Kipling Rooftop Garden: scaling water impacts for urban sustainability  
Charlotte Johnson (University College London) Sarah Bell (University College London)

Paper short abstract:

Small scale urbanism can be hard to recognise in some disciplinary perspectives and governance regimes. The co-design of a community garden offers a way to re-scale sustainability interventions that incorporates different forms of knowledge and legitimates community action on the built environment.

Paper long abstract:

The relationship between a city and its water system has provided anthropologists and geographers with material to reflect on urgent issues of the anthropocene from the nature of modernity (Gandy 2006, 2008) to the constitution of politics and its subjects (Anand 2011, 2012). Scale is key in these analyses enabling broad systemic change to be read from the minutia of pumps and pipes. This paper contributes to the debate by using scale not only as an interpretative tool to move from the local to the systemic, but as a methodological tool that supports local communities to produce systemic change.

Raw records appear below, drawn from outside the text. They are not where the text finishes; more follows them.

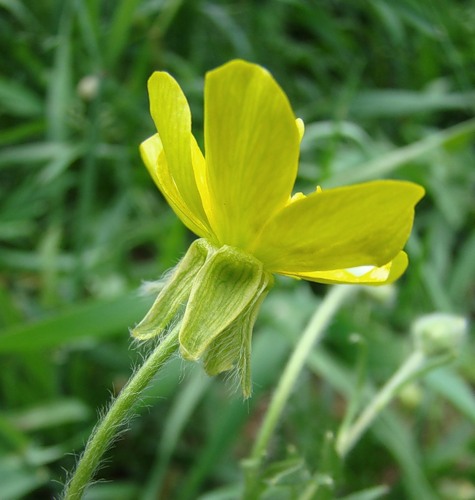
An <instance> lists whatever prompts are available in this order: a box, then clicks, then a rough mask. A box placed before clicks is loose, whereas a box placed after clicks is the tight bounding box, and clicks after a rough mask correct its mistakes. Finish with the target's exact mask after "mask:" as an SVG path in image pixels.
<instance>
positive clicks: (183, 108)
mask: <svg viewBox="0 0 475 500" xmlns="http://www.w3.org/2000/svg"><path fill="white" fill-rule="evenodd" d="M148 92H149V96H150V113H151V115H152V118H153V121H154V123H155V126H156V127H157V131H158V134H159V137H160V141H161V143H162V146H163V153H164V156H165V158H166V165H167V168H166V170H167V172H166V176H167V177H169V178H170V179H172V183H174V184H175V188H176V191H177V192H178V193H179V195H180V197H181V199H182V200H183V201H184V203H185V205H186V206H187V207H188V208H189V210H190V212H192V213H193V214H194V216H195V218H197V219H199V220H200V221H201V226H204V227H205V228H209V223H208V219H207V217H206V214H205V211H204V209H203V204H202V202H201V197H200V193H199V191H198V188H197V185H196V179H195V172H194V169H193V167H194V165H193V163H192V156H193V155H194V153H193V148H196V143H195V142H194V139H193V136H192V134H191V114H190V108H189V106H188V102H187V100H186V97H185V96H184V94H183V92H182V90H181V88H180V86H179V85H178V83H177V82H176V81H175V80H174V79H173V78H172V77H171V76H170V75H169V74H168V73H164V72H159V71H157V72H155V73H153V75H152V76H151V77H150V79H149V81H148ZM195 153H196V151H195ZM196 165H197V167H198V168H201V167H203V168H204V164H203V165H201V163H200V162H198V163H197V164H196ZM164 170H165V169H164ZM196 176H198V177H200V178H202V177H203V173H202V172H196ZM164 177H165V176H164ZM208 232H209V229H208ZM198 234H199V235H200V236H202V234H201V233H198Z"/></svg>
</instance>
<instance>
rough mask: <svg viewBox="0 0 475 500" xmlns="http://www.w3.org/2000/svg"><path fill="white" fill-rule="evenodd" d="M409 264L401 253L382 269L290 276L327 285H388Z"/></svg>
mask: <svg viewBox="0 0 475 500" xmlns="http://www.w3.org/2000/svg"><path fill="white" fill-rule="evenodd" d="M407 264H408V260H407V255H406V253H405V252H399V253H398V254H397V256H396V257H395V258H394V259H393V260H392V261H391V262H389V263H387V264H385V265H384V266H381V267H375V266H361V267H357V268H349V269H335V270H333V271H317V272H313V273H292V274H289V276H292V277H294V278H301V279H304V280H307V281H316V282H318V283H327V284H341V283H347V284H355V285H373V286H378V285H388V284H390V283H393V282H394V281H396V280H397V279H398V278H399V277H400V276H401V275H402V273H403V272H404V271H405V270H406V268H407Z"/></svg>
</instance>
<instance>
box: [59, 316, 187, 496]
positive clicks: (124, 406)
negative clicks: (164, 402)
mask: <svg viewBox="0 0 475 500" xmlns="http://www.w3.org/2000/svg"><path fill="white" fill-rule="evenodd" d="M178 331H179V325H177V326H176V327H175V328H174V329H173V330H171V331H170V332H169V334H168V335H167V336H165V337H164V338H163V340H162V341H161V342H160V344H159V345H158V346H157V347H156V348H155V350H154V351H153V352H152V354H150V356H149V357H148V358H147V359H146V360H145V362H144V364H143V365H142V366H141V367H140V368H139V369H138V370H137V372H136V373H135V374H134V375H132V377H131V379H130V380H129V382H128V383H127V385H126V386H125V387H124V388H123V389H122V391H121V392H120V394H119V395H118V396H117V398H116V399H115V401H114V402H113V403H112V405H111V407H110V408H109V411H108V412H107V413H106V415H105V416H104V418H103V419H102V420H101V421H100V422H99V423H98V425H97V427H96V429H95V430H94V432H93V433H92V435H91V437H90V438H89V441H88V442H87V444H86V448H85V450H84V453H83V454H82V456H81V458H80V459H79V463H78V466H77V468H76V471H75V472H74V474H73V476H72V478H71V480H70V481H69V482H68V483H67V485H66V488H65V491H64V494H63V498H64V500H80V499H81V498H82V495H83V494H84V491H85V489H86V487H87V485H88V484H89V482H90V481H91V479H92V477H93V474H94V471H95V470H96V469H97V466H98V465H99V462H100V460H101V457H102V455H103V454H104V452H105V451H106V450H107V448H108V447H109V445H110V444H111V442H112V441H113V440H114V438H115V437H116V436H117V435H118V433H119V432H120V431H121V429H122V428H123V426H124V424H125V423H126V422H127V421H128V419H129V418H130V416H131V413H132V411H133V410H134V409H135V408H136V405H137V401H138V400H139V399H140V397H141V395H142V392H143V390H144V389H145V388H146V387H147V386H148V384H149V383H150V381H151V380H152V378H153V377H154V376H155V374H156V373H157V372H158V371H159V370H160V368H161V367H162V366H163V365H164V364H165V363H166V362H167V361H168V360H169V359H170V357H171V356H172V355H173V354H174V353H175V352H176V351H177V348H178Z"/></svg>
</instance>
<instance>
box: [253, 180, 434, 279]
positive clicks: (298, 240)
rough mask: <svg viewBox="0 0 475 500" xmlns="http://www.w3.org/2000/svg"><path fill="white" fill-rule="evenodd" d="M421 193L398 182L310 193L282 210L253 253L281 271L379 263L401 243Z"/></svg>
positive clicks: (395, 255) (377, 183)
mask: <svg viewBox="0 0 475 500" xmlns="http://www.w3.org/2000/svg"><path fill="white" fill-rule="evenodd" d="M423 194H424V190H423V189H422V188H421V187H420V186H418V185H417V184H413V183H411V182H403V181H375V182H367V183H364V184H357V185H354V186H348V187H342V188H336V189H329V190H327V191H325V190H323V191H322V192H315V193H313V194H311V195H309V196H307V197H306V198H303V199H300V200H296V201H294V202H293V203H290V204H289V205H287V206H286V207H285V208H284V209H283V210H281V211H280V212H279V213H278V214H277V215H276V216H275V217H274V218H273V219H272V220H271V221H270V222H269V224H268V225H267V226H266V227H265V228H264V230H263V232H262V234H261V236H260V238H259V241H258V245H257V246H256V248H255V250H254V252H253V253H254V255H255V256H256V257H257V258H258V259H260V260H261V261H262V262H263V263H264V266H265V268H266V269H267V270H268V271H271V272H277V273H282V274H294V273H302V272H304V273H305V272H316V271H329V270H334V269H345V268H349V267H355V266H365V265H374V266H377V267H380V266H383V265H384V264H386V263H387V262H389V261H390V260H392V259H393V258H394V257H395V256H396V255H397V254H398V253H399V252H400V250H402V248H403V246H404V244H405V243H406V241H407V239H408V237H409V233H410V231H411V228H412V222H413V219H414V205H415V204H416V203H417V202H418V201H419V200H420V198H421V197H422V196H423Z"/></svg>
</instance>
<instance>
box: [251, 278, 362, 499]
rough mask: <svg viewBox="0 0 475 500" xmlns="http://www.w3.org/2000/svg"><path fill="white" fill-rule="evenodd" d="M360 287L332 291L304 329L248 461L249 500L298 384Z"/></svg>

We present the Kipling Garden project in central London, a collaboration between a residents' group and researchers designed to have a positive impact on London's water system. The residents wanted to turn a disused playground into a green space. The researchers were interested in the water impacts of this small-scale intervention, both positive impacts from reducing surface run off and local flooding, as well as negative impacts from increasing demand on potable water to irrigate the garden. The paper discusses the processes used, tools developed and outcomes from this bottom up approach to green infrastructure.

Small scale urbanism where local community groups work to make positive environmental changes can be hard to recognise from certain disciplinary perspectives and governance regimes. This paper explores how re-scaling sustainability interventions can be a way to incorporate different forms of knowledge and to legitimate community action on the built environment.